Kraftwerk were the ideal headliners for this year's Latitude. Although the festival is hardly synonymous with electronica, preferring more conventional indie and rock, it's not averse to experimental music. It made sense, then, that the pioneers of avant-garde but accessible synthesizer pop should bestride a lineup that also featured Hot Chip, Britain's leading geek techno band.
It's a measure of Latitude's standing that it could secure, for their only festival appearance this summer, the services of Germany's fab four – well, one: Ralf Hütter remains the only original member. And even if they did look like quadruple Jim Kirks gone to seed, four plump Germans dressed in tight sci-fi costumes, it was a delight to be in the presence of the Teutonic legends, and to see a field full of revellers wearing 3D glasses for the enhanced graphics of Saturday night's show.
Modern dance music, which Kraftwerk effectively invented, has always been in short supply at Latitude, so Disclosure and Rudimental were a welcome addition to Sunday night's bill. You could also hear their influence in the coyly rhythmic, quirky indie pop of Alt-J, and in the propulsive melancholia of Hot Chip. Elsewhere, guitar rock dominated. "I've never seen so many square white people," said a festival-goer, although it wasn't clear if he was talking about the acts or the audience. On Friday, given the scorching temperature and the guitar solos during Richard Thompson's set, you could be forgiven for thinking we were back in the long, hot summer of 1976. Thompson's mordant, literate rock played well to an audience of dads in touch with their youthful discontent; then again, having to negotiate a pram with one hand while holding a cup of beer in another would test anyone's patience. Over at the Obelisk Arena, Chan Marshall – aka Cat Power – managed to be brooding and intense even in broad daylight. But the heat was too much for some: Marshall had to interrupt her performance to call for a medic for a young woman wilting at the front.

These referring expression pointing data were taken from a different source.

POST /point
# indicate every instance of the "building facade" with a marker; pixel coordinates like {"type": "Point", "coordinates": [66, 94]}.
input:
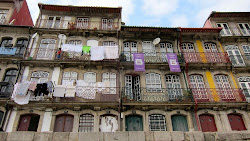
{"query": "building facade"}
{"type": "Point", "coordinates": [75, 73]}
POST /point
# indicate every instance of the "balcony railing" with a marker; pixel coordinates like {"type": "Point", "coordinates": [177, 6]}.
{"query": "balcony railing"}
{"type": "Point", "coordinates": [12, 51]}
{"type": "Point", "coordinates": [66, 24]}
{"type": "Point", "coordinates": [206, 57]}
{"type": "Point", "coordinates": [156, 95]}
{"type": "Point", "coordinates": [181, 95]}
{"type": "Point", "coordinates": [149, 57]}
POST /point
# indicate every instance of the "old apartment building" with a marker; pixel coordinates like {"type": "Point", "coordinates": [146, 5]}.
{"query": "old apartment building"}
{"type": "Point", "coordinates": [73, 76]}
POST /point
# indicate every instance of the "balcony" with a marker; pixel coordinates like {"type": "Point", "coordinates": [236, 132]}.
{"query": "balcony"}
{"type": "Point", "coordinates": [12, 51]}
{"type": "Point", "coordinates": [206, 57]}
{"type": "Point", "coordinates": [149, 57]}
{"type": "Point", "coordinates": [66, 24]}
{"type": "Point", "coordinates": [217, 95]}
{"type": "Point", "coordinates": [156, 95]}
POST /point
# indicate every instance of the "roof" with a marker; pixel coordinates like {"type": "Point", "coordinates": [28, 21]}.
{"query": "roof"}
{"type": "Point", "coordinates": [80, 8]}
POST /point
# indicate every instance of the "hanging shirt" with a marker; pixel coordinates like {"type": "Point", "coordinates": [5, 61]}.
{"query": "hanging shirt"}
{"type": "Point", "coordinates": [111, 52]}
{"type": "Point", "coordinates": [97, 53]}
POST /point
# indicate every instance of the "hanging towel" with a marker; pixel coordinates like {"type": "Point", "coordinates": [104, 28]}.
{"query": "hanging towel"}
{"type": "Point", "coordinates": [59, 91]}
{"type": "Point", "coordinates": [97, 53]}
{"type": "Point", "coordinates": [32, 86]}
{"type": "Point", "coordinates": [23, 88]}
{"type": "Point", "coordinates": [111, 52]}
{"type": "Point", "coordinates": [70, 91]}
{"type": "Point", "coordinates": [22, 99]}
{"type": "Point", "coordinates": [86, 49]}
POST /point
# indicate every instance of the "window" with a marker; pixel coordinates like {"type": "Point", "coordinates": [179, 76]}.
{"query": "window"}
{"type": "Point", "coordinates": [109, 79]}
{"type": "Point", "coordinates": [246, 50]}
{"type": "Point", "coordinates": [225, 29]}
{"type": "Point", "coordinates": [153, 82]}
{"type": "Point", "coordinates": [69, 78]}
{"type": "Point", "coordinates": [90, 77]}
{"type": "Point", "coordinates": [28, 122]}
{"type": "Point", "coordinates": [157, 122]}
{"type": "Point", "coordinates": [47, 49]}
{"type": "Point", "coordinates": [64, 123]}
{"type": "Point", "coordinates": [198, 88]}
{"type": "Point", "coordinates": [166, 48]}
{"type": "Point", "coordinates": [244, 27]}
{"type": "Point", "coordinates": [10, 77]}
{"type": "Point", "coordinates": [3, 14]}
{"type": "Point", "coordinates": [235, 55]}
{"type": "Point", "coordinates": [173, 87]}
{"type": "Point", "coordinates": [6, 42]}
{"type": "Point", "coordinates": [39, 77]}
{"type": "Point", "coordinates": [86, 123]}
{"type": "Point", "coordinates": [107, 24]}
{"type": "Point", "coordinates": [21, 44]}
{"type": "Point", "coordinates": [53, 22]}
{"type": "Point", "coordinates": [225, 91]}
{"type": "Point", "coordinates": [245, 85]}
{"type": "Point", "coordinates": [148, 48]}
{"type": "Point", "coordinates": [189, 52]}
{"type": "Point", "coordinates": [82, 23]}
{"type": "Point", "coordinates": [129, 49]}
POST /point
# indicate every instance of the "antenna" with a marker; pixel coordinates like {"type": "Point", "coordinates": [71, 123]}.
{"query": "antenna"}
{"type": "Point", "coordinates": [156, 41]}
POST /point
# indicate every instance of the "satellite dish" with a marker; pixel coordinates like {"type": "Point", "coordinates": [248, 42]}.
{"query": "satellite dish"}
{"type": "Point", "coordinates": [156, 41]}
{"type": "Point", "coordinates": [62, 36]}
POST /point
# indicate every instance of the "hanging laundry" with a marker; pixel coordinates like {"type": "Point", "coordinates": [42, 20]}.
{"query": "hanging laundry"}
{"type": "Point", "coordinates": [59, 91]}
{"type": "Point", "coordinates": [97, 53]}
{"type": "Point", "coordinates": [85, 49]}
{"type": "Point", "coordinates": [70, 91]}
{"type": "Point", "coordinates": [111, 52]}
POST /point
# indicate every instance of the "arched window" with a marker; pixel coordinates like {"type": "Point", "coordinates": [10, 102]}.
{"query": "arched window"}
{"type": "Point", "coordinates": [28, 122]}
{"type": "Point", "coordinates": [157, 122]}
{"type": "Point", "coordinates": [153, 82]}
{"type": "Point", "coordinates": [207, 123]}
{"type": "Point", "coordinates": [64, 123]}
{"type": "Point", "coordinates": [86, 123]}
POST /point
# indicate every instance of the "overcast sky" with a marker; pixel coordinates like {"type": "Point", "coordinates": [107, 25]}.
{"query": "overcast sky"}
{"type": "Point", "coordinates": [163, 13]}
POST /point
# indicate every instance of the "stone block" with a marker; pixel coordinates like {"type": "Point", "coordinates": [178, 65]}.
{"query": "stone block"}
{"type": "Point", "coordinates": [73, 136]}
{"type": "Point", "coordinates": [21, 136]}
{"type": "Point", "coordinates": [61, 136]}
{"type": "Point", "coordinates": [210, 136]}
{"type": "Point", "coordinates": [149, 136]}
{"type": "Point", "coordinates": [177, 136]}
{"type": "Point", "coordinates": [162, 136]}
{"type": "Point", "coordinates": [3, 136]}
{"type": "Point", "coordinates": [115, 136]}
{"type": "Point", "coordinates": [91, 136]}
{"type": "Point", "coordinates": [136, 136]}
{"type": "Point", "coordinates": [43, 136]}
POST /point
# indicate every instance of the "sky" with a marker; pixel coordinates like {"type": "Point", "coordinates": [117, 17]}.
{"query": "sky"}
{"type": "Point", "coordinates": [159, 13]}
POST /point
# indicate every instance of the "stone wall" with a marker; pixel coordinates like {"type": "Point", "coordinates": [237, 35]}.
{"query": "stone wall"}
{"type": "Point", "coordinates": [125, 136]}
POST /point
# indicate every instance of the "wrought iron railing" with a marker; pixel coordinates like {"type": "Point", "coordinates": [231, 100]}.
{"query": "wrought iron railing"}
{"type": "Point", "coordinates": [12, 51]}
{"type": "Point", "coordinates": [181, 95]}
{"type": "Point", "coordinates": [149, 57]}
{"type": "Point", "coordinates": [156, 95]}
{"type": "Point", "coordinates": [206, 57]}
{"type": "Point", "coordinates": [67, 24]}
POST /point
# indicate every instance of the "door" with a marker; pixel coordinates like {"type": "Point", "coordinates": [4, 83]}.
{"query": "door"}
{"type": "Point", "coordinates": [225, 90]}
{"type": "Point", "coordinates": [134, 123]}
{"type": "Point", "coordinates": [198, 88]}
{"type": "Point", "coordinates": [207, 123]}
{"type": "Point", "coordinates": [189, 52]}
{"type": "Point", "coordinates": [179, 123]}
{"type": "Point", "coordinates": [165, 48]}
{"type": "Point", "coordinates": [108, 123]}
{"type": "Point", "coordinates": [235, 56]}
{"type": "Point", "coordinates": [64, 123]}
{"type": "Point", "coordinates": [236, 122]}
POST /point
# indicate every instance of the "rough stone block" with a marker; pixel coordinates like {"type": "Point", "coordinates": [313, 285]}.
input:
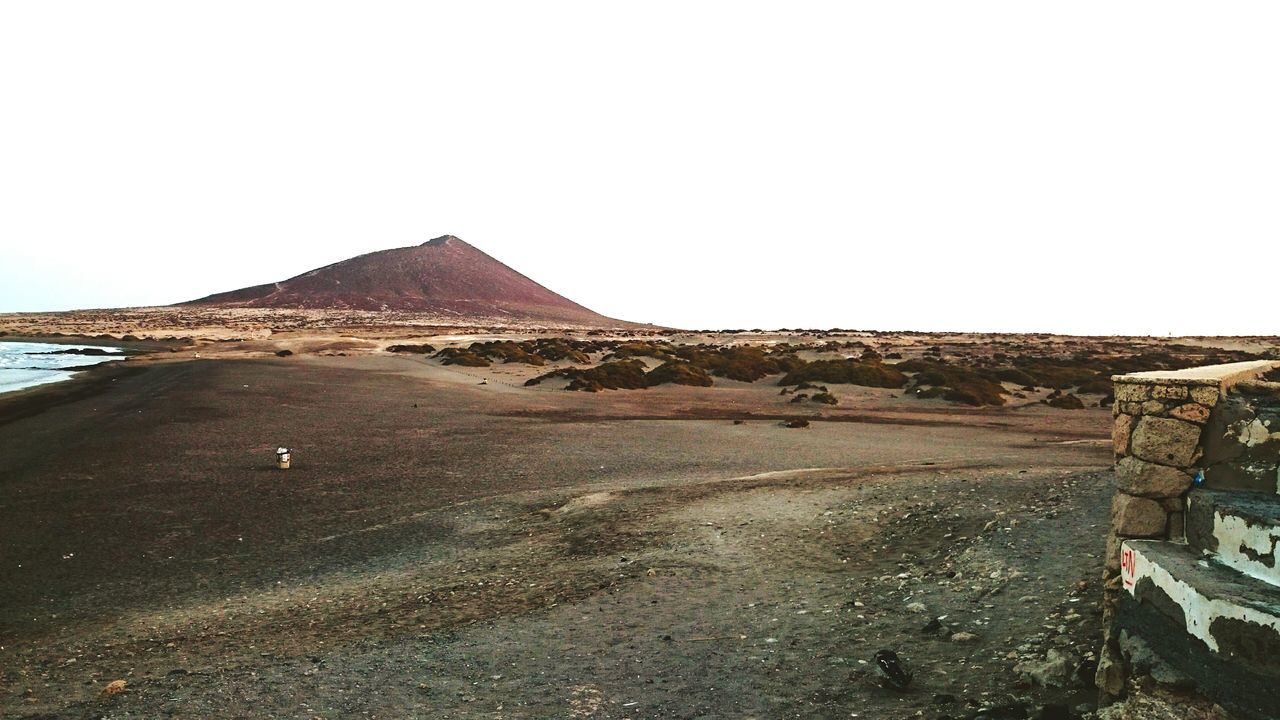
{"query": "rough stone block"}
{"type": "Point", "coordinates": [1155, 408]}
{"type": "Point", "coordinates": [1147, 479]}
{"type": "Point", "coordinates": [1120, 432]}
{"type": "Point", "coordinates": [1130, 408]}
{"type": "Point", "coordinates": [1112, 564]}
{"type": "Point", "coordinates": [1138, 516]}
{"type": "Point", "coordinates": [1166, 441]}
{"type": "Point", "coordinates": [1192, 413]}
{"type": "Point", "coordinates": [1132, 392]}
{"type": "Point", "coordinates": [1205, 395]}
{"type": "Point", "coordinates": [1169, 392]}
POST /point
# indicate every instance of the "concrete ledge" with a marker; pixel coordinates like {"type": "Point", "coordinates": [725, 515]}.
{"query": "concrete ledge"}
{"type": "Point", "coordinates": [1210, 376]}
{"type": "Point", "coordinates": [1240, 528]}
{"type": "Point", "coordinates": [1234, 615]}
{"type": "Point", "coordinates": [1243, 691]}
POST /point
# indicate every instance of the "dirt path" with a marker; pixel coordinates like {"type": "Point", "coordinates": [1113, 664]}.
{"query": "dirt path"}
{"type": "Point", "coordinates": [452, 560]}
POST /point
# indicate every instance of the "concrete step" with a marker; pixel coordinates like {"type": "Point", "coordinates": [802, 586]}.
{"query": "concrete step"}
{"type": "Point", "coordinates": [1240, 529]}
{"type": "Point", "coordinates": [1237, 618]}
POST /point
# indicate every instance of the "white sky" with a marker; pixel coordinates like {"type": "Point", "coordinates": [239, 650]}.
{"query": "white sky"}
{"type": "Point", "coordinates": [1073, 167]}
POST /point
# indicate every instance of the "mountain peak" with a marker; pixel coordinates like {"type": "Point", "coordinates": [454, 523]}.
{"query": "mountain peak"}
{"type": "Point", "coordinates": [443, 276]}
{"type": "Point", "coordinates": [443, 240]}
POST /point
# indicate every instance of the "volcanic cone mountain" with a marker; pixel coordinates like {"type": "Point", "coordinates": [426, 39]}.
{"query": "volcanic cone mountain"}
{"type": "Point", "coordinates": [444, 276]}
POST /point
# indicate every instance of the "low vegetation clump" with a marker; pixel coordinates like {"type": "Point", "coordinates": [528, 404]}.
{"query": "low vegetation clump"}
{"type": "Point", "coordinates": [458, 356]}
{"type": "Point", "coordinates": [507, 351]}
{"type": "Point", "coordinates": [1100, 384]}
{"type": "Point", "coordinates": [415, 349]}
{"type": "Point", "coordinates": [558, 349]}
{"type": "Point", "coordinates": [1064, 401]}
{"type": "Point", "coordinates": [849, 372]}
{"type": "Point", "coordinates": [743, 363]}
{"type": "Point", "coordinates": [618, 374]}
{"type": "Point", "coordinates": [954, 383]}
{"type": "Point", "coordinates": [680, 373]}
{"type": "Point", "coordinates": [657, 350]}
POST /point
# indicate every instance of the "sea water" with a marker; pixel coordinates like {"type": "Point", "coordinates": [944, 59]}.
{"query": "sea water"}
{"type": "Point", "coordinates": [26, 364]}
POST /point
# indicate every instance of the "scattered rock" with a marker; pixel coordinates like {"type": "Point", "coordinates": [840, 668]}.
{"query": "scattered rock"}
{"type": "Point", "coordinates": [114, 687]}
{"type": "Point", "coordinates": [1054, 671]}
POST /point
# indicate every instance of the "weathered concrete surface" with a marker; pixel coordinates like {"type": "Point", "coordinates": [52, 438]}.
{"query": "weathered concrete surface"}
{"type": "Point", "coordinates": [1240, 528]}
{"type": "Point", "coordinates": [1247, 693]}
{"type": "Point", "coordinates": [1242, 440]}
{"type": "Point", "coordinates": [1208, 600]}
{"type": "Point", "coordinates": [1220, 376]}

Latitude catered well to the nostalgic demographic – mums recaptured their heady single days thanks to Texas, who cranked out hits such as I Don't Want A Lover – as well as those who like to consider themselves clued-up on new music. However, there were a few too many middlingly successful indie bands, particularly the Maccabees and the overrated Bloc Party and Yeah Yeah Yeahs. Luckily, due to the closeness of the stages, you could flit between them with ease, whether your taste was for the radical or the retro. Of the newer groups on Friday, Sweden's Mø did their best to cool things down with their glacial synth pop while Teleman's folk-inflected electronica suggested they could do well in the wake of Alt-J's success.
Latitude has tended to promote within the ranks, and so Alt-J – who in 2012 played one of the smaller stages – were this year's second stage headliners. Earlier in the day there were several potential future recipients of this process, such as new queen of electronic soul Jessie Ware, Bowie wannabes Night Engine and the enchanting Daughter. The lineup was as varied as you could want (unless you like dubstep or R&B), from Syd Arthur's psychedelic folk to Bo Ningen's outer-space rituals and Jagwar Ma's lysergic funk. Half Moon Run had one of the most rapturous receptions all weekend with their ecstatic, magical folk-pop. As for Richard Ashcroft, he got one of the most baffled responses. Playing a solo acoustic set, he struck a slightly unnerving note with his cropped hair and Edward Snowden T-shirt), ranting about "the Orwellian nightmare" that is our lives and berating other bands for being "fakers".
No such vitriol for an old soul pro like Sunday lunchtime must-see Bobby Womack. Dressed head-to-toe in red leather suit and matching peaked cap, surrounded by horn players and female backing singers, he turned a field in Suffolk into a 60s soul revue, and if his voice was a little shot and he was a little shaky on his feet due to his recently diagnosed Alzheimer's , the audience lapped up his every whoop and holler. His set climaxed with A Change Is Gonna Come, a reminder that Womack goes all the way back, right to soul's birth. Sunday closed with sets from Grizzly Bear, Beach House and Foals. And then, for the 35,000-capacity crowd, it was time for the journey home, although one man struck a note of caution when he surveyed the audience and declared: "If you were a burglar in Stoke Newington [a bohemian middle-class suburb of north London] this weekend, you'd have had a field day."